I saw a comment somewhere that said: “people have been burnt by Microsoft too many times, while Apple still has a benefit of the doubt for many people in regards to privacy”. People still have some trust in Apple, compared to MS.

Edit: Found the comment by @deweydecibel@lemmy.world

If Apple announced Recall? Apple wouldn’t announce Recall, that’s the whole point. Apple wouldn’t be so brazen and stupid to push a tool that is so obviously invasive and so poorly implemented. Apple earned its trust by not making those mistakes.

But if they did decide to say fuck it and implement something like Recall, of course people would trust them. That’s what trust means: consumers take them at their word. But if it’s as bad as Microsoft’s Recall, Apple would burn all that trust when people found out.

People don’t believe Microsoft because they have long since burned any trust and good will for most of their consumers. They have proven time and time again they don’t give a shit about users’ wants or needs, and users have felt that. So when they announce Recall, they have no earned trust. No believes them. There’s no good faith to cushion this. And it turns out everyone was right not to grant them that trust.

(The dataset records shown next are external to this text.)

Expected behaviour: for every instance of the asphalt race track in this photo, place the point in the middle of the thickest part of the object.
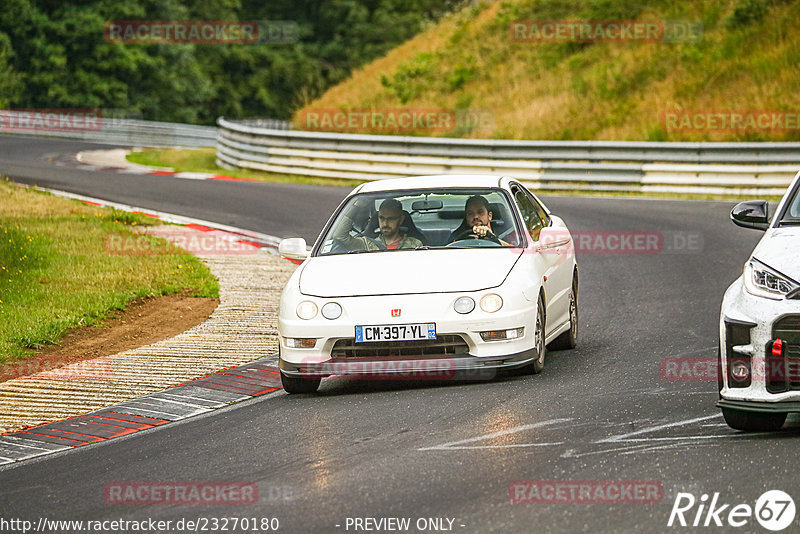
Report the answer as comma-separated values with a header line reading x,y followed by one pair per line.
x,y
607,411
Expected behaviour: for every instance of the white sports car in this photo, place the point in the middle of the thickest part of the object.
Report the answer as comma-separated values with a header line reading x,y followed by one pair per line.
x,y
759,377
429,275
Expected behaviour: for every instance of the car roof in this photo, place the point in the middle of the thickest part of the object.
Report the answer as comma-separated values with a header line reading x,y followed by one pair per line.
x,y
433,181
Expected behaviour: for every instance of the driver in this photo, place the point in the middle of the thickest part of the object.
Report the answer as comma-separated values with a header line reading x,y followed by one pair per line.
x,y
390,218
477,221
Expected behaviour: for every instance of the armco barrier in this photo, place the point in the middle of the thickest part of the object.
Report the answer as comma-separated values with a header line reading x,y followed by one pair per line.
x,y
109,130
704,168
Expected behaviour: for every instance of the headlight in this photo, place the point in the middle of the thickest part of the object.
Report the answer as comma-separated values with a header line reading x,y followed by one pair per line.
x,y
464,305
491,303
331,311
762,281
306,310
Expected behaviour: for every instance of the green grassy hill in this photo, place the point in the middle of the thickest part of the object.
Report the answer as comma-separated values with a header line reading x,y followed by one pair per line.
x,y
745,58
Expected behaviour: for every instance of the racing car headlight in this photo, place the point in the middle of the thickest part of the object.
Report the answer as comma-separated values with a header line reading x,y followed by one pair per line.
x,y
306,310
331,311
491,303
464,305
763,281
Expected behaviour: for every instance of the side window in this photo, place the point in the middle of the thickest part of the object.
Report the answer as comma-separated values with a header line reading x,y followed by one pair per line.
x,y
530,215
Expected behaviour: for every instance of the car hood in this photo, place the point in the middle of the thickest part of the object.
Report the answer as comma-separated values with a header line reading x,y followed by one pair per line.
x,y
778,249
400,272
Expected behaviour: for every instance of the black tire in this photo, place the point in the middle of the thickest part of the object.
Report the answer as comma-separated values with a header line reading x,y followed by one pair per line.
x,y
753,421
569,339
299,384
536,366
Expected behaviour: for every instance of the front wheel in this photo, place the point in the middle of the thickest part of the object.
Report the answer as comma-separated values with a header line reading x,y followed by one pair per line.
x,y
299,384
753,421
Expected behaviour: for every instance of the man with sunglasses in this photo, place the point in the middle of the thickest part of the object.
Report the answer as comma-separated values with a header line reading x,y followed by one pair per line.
x,y
390,219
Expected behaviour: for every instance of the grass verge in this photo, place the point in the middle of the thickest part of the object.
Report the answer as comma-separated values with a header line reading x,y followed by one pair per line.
x,y
56,271
204,160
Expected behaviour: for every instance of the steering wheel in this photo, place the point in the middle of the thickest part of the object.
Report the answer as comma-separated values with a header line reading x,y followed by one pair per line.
x,y
467,233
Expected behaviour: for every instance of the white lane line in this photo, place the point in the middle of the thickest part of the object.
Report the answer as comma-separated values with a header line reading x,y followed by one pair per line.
x,y
455,445
625,437
475,447
660,448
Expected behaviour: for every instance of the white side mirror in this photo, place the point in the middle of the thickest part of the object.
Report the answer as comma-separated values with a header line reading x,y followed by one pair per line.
x,y
293,248
553,237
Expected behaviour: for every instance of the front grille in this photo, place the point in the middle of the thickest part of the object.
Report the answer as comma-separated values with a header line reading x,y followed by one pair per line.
x,y
783,374
788,329
737,333
444,345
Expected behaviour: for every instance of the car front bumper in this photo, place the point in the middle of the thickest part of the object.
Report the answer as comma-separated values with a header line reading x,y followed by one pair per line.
x,y
743,312
468,350
441,368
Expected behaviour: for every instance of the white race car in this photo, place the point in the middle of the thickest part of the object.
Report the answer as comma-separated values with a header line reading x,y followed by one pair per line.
x,y
429,275
759,327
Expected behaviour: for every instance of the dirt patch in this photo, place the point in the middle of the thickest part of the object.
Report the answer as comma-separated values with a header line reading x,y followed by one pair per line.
x,y
144,321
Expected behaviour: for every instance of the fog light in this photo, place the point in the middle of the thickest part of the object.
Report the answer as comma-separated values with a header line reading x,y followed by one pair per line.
x,y
306,310
331,311
739,371
300,342
500,335
491,303
464,305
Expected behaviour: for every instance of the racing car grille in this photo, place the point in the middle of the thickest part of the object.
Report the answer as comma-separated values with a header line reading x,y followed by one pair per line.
x,y
783,374
448,344
788,329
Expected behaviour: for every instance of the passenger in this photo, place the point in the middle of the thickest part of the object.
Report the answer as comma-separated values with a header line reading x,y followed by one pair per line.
x,y
477,222
390,218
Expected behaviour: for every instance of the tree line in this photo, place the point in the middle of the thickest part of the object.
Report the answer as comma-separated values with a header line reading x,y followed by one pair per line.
x,y
54,54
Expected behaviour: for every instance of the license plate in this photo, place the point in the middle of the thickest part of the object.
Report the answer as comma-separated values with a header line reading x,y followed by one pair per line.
x,y
396,332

[-] helpImTrappedOnline@lemmy.world 63 points 5 months ago

I'm going to copy paste a reply I left somewhere else. This was for iOS AI, I'm unsure what the implemention for macOS is. If they are scanning everything then I do not support it.


From what I saw,

MS Recall is a 24/7 AI monitor system that captures everything you look at and saves it for later. They didn't even do the bare minimum for protecting the data, it was just dumped in an unencytped folder where anyone get wholesale access to the data. All trust has been lost.

Apple is using AI as a tool to improve specific tasks/features that a user invokes. Things like assistant queries and the new calculator. They have said some promising things in regards to privacy, specificly with the use of ChatGPT - any inquiry sent to ChatGPT will ask the user permission first and obscure their IP. This shows they care enough to try, they have not lost our trust - but we remain skeptical.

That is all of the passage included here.